I don't think you need a retain statement.

if first.patientID ;
if last.patientID ;

ought to do it.

It's actually better than the Vilno version, I must admit, a bit more concise:

if ( not firstrow(patientID) ) deleterow ;

On 6/10/07, Peter Dalgaard <> wrote:
> Douglas Bates wrote:
> > Frank Harrell indicated that it is possible to do a lot of difficult
> > data transformation within R itself if you try hard enough but that
> > sometimes means working against the S language and its "whole object"
> > view to accomplish what you want and it can require knowledge of
> > subtle aspects of the S language.
> >
> Actually, I think Frank's point was subtly different: It is *because* of
> the differences in view that it sometimes seems difficult to find the
> way to do something in R that is apparently straightforward in SAS.
> I.e. the solutions exist and are often elegant, but may require some
> lateral thinking.


> Case in point: Finding the first or the last observation for each
> subject when there are multiple records for each subject. The SAS way
> would be a datastep with IF-THEN-DELETE, and a RETAIN statement so that
> you can compare the subject ID with the one from the previous record,
> working with data that are sorted appropriately.

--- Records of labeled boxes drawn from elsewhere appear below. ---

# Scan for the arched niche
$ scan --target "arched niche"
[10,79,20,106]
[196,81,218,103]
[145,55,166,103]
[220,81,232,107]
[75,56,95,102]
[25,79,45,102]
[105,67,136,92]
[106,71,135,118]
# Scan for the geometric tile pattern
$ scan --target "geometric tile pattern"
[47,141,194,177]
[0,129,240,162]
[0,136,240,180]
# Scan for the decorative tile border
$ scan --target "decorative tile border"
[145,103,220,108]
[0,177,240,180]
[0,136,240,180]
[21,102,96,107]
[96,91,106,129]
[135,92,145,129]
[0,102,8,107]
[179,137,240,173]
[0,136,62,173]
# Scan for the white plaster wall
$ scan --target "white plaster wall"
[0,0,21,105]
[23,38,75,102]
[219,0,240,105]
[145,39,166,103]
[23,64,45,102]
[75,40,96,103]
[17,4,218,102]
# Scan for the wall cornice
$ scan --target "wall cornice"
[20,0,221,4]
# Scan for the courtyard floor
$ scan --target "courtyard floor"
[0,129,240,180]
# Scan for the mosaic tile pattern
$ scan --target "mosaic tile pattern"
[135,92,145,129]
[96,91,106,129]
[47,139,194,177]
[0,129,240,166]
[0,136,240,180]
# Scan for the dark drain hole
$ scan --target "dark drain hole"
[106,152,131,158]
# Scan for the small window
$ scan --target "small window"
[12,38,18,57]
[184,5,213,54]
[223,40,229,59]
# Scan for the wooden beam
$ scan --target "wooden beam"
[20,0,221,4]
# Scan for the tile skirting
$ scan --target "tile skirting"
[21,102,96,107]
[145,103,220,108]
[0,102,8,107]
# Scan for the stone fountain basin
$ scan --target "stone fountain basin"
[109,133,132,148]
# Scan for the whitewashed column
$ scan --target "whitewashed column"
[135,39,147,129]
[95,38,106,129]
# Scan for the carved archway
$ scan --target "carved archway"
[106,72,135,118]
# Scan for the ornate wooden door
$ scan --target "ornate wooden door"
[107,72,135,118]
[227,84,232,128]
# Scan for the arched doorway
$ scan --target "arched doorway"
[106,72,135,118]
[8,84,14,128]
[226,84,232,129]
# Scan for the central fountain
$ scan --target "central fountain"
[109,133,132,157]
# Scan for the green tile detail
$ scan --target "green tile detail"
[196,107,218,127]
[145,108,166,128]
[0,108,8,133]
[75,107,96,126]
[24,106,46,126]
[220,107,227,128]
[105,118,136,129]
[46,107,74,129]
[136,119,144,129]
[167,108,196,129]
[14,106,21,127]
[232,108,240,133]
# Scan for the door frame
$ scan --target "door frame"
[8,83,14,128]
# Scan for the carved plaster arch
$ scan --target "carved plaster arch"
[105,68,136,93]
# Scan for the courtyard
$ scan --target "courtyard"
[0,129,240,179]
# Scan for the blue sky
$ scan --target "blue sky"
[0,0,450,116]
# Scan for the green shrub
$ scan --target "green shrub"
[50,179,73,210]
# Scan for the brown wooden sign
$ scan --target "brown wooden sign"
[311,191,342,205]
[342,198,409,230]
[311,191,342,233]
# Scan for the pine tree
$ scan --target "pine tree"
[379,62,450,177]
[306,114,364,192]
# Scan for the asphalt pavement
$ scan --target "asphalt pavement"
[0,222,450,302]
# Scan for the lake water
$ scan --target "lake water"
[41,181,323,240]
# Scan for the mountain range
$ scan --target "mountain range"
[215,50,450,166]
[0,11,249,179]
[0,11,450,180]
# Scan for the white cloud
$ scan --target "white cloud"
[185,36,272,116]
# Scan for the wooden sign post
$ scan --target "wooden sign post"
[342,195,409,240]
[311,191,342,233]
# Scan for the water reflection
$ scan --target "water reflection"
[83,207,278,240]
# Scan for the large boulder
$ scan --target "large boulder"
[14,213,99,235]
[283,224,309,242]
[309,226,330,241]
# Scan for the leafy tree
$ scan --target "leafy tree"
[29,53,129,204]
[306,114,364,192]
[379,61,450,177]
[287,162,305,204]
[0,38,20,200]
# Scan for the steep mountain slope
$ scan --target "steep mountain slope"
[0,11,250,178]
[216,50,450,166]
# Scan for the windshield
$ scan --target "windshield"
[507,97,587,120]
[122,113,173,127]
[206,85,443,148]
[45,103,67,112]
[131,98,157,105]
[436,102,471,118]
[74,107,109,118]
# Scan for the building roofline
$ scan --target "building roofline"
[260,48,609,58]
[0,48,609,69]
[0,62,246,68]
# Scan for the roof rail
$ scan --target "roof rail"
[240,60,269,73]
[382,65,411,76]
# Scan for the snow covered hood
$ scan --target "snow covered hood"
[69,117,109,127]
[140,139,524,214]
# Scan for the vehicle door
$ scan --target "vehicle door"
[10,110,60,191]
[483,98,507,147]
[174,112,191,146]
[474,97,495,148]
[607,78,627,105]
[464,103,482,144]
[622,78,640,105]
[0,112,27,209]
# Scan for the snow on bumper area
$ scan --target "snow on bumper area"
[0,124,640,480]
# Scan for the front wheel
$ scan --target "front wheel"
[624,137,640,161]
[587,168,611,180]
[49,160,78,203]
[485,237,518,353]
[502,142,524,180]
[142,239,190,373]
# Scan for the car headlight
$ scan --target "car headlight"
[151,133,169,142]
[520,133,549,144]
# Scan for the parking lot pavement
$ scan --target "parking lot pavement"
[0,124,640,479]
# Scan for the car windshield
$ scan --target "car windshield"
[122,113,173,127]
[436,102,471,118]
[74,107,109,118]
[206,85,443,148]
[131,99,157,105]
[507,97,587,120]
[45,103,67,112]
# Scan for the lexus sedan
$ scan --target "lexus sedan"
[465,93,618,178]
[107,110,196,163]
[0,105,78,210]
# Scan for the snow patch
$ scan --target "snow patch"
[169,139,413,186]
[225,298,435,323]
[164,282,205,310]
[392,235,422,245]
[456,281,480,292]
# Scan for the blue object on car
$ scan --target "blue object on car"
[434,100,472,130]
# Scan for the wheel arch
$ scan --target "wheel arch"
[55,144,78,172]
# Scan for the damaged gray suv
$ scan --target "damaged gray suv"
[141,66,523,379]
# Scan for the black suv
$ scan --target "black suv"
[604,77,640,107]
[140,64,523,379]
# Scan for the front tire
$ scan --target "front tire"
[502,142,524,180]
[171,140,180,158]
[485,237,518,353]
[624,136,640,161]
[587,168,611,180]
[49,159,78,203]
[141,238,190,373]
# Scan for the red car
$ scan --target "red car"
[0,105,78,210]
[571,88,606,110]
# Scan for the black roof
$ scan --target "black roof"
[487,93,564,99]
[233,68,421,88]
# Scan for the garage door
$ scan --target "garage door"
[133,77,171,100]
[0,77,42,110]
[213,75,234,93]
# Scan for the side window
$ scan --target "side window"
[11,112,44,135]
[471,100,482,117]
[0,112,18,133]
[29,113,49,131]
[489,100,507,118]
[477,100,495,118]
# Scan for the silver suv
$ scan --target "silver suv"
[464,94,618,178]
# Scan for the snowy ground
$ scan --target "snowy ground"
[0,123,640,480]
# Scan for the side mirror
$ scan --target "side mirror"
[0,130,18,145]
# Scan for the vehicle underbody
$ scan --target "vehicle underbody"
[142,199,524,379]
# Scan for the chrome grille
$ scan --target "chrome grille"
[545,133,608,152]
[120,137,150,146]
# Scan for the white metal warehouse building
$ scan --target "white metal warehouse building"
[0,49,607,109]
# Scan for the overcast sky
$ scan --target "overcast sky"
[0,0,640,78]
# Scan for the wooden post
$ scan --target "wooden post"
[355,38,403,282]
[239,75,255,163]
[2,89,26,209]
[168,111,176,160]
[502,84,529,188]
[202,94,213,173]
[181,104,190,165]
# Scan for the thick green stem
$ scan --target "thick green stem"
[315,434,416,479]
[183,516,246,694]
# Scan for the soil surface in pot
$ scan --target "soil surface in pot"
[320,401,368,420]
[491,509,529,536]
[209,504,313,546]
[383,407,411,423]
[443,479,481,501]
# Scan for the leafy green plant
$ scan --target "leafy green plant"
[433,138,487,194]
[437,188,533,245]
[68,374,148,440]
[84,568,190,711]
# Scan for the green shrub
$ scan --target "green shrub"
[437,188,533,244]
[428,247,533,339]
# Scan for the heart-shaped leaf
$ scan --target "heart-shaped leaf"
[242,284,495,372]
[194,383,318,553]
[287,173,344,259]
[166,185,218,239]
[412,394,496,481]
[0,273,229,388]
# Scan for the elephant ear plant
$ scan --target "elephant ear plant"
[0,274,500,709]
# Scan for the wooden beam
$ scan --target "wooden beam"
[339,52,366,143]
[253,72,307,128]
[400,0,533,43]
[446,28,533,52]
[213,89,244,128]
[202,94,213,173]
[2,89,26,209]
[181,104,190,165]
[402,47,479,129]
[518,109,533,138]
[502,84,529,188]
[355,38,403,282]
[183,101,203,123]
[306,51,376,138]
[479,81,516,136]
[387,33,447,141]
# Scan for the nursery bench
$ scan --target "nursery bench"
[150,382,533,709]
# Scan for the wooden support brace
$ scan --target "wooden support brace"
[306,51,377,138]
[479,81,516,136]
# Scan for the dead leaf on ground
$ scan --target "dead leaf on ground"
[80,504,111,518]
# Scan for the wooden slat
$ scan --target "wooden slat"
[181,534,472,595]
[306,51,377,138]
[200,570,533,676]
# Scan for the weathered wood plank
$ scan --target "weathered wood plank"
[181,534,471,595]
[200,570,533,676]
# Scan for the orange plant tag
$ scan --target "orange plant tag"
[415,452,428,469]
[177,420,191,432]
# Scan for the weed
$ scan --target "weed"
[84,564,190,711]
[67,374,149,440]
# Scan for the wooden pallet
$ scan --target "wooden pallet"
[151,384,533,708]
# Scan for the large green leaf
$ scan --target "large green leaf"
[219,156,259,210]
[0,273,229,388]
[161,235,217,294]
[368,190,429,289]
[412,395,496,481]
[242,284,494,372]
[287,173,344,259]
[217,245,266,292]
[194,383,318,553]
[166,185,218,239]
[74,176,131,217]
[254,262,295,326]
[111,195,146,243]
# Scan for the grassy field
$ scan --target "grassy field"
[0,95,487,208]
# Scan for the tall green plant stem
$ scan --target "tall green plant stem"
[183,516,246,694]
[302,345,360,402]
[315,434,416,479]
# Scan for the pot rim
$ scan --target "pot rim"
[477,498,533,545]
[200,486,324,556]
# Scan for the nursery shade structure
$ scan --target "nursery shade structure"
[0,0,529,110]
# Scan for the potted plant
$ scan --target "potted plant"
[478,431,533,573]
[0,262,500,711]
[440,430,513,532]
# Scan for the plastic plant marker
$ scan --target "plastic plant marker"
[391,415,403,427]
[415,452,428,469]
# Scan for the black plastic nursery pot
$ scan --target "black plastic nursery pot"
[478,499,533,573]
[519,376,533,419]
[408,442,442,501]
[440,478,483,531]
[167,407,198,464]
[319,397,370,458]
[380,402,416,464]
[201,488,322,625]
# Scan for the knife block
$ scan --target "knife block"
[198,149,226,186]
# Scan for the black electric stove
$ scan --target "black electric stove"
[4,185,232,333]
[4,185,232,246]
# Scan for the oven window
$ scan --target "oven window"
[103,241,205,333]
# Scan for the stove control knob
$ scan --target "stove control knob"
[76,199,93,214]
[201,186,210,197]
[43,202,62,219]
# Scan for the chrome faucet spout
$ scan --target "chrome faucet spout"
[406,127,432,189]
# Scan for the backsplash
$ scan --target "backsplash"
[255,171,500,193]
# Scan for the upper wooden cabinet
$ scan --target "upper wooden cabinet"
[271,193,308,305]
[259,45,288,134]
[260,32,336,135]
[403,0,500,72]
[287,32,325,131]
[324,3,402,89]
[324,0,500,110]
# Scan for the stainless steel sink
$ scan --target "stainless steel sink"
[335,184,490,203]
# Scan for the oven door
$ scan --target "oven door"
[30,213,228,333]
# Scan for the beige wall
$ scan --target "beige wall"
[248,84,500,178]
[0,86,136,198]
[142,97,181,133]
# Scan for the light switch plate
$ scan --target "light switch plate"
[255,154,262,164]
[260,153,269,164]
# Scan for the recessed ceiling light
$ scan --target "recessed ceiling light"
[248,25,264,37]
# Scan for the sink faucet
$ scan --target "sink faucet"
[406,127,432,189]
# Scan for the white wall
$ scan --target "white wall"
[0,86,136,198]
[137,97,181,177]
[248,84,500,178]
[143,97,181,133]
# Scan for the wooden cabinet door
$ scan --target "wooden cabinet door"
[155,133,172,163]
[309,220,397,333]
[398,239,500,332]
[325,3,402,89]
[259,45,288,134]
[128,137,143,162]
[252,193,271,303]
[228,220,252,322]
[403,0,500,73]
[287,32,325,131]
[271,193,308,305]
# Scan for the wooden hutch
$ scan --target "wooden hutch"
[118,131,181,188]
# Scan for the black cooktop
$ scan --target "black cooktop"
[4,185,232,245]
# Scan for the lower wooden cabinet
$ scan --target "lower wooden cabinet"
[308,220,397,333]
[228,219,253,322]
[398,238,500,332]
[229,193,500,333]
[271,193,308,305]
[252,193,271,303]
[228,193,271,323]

> You can do the same thing in R with a for loop, but there are better
> ways e.g.
> subset(df,!duplicated(ID)), and subset(df, rev(!duplicated(rev(ID))), or
> maybe
>"rbind",lapply(split(df,df$ID), head, 1)), resp. tail. Or
> something involving aggregate(). (The latter approaches generalize
> better to other within-subject functionals like cumulative doses, etc.).

> The hardest cases that I know of are the ones where you need to turn one
> record into many, such as occurs in survival analysis with
> time-dependent, piecewise constant covariates. This may require
> "transposing the problem", i.e. for each interval you find out which
> subjects contribute and with what, whereas the SAS way would be a
> within-subject loop over intervals containing an OUTPUT statement.

> Also, there are some really weird data formats, where e.g. the input
> format is different in different records. Back in the 80's where
> punched-card input was still common, it was quite popular to have one
> card with background information on a patient plus several cards
> detailing visits, and you'd get a stack of cards containing both kinds.
> In R you would most likely split on the card type using grep() and then
> read the two kinds separately and merge() them later.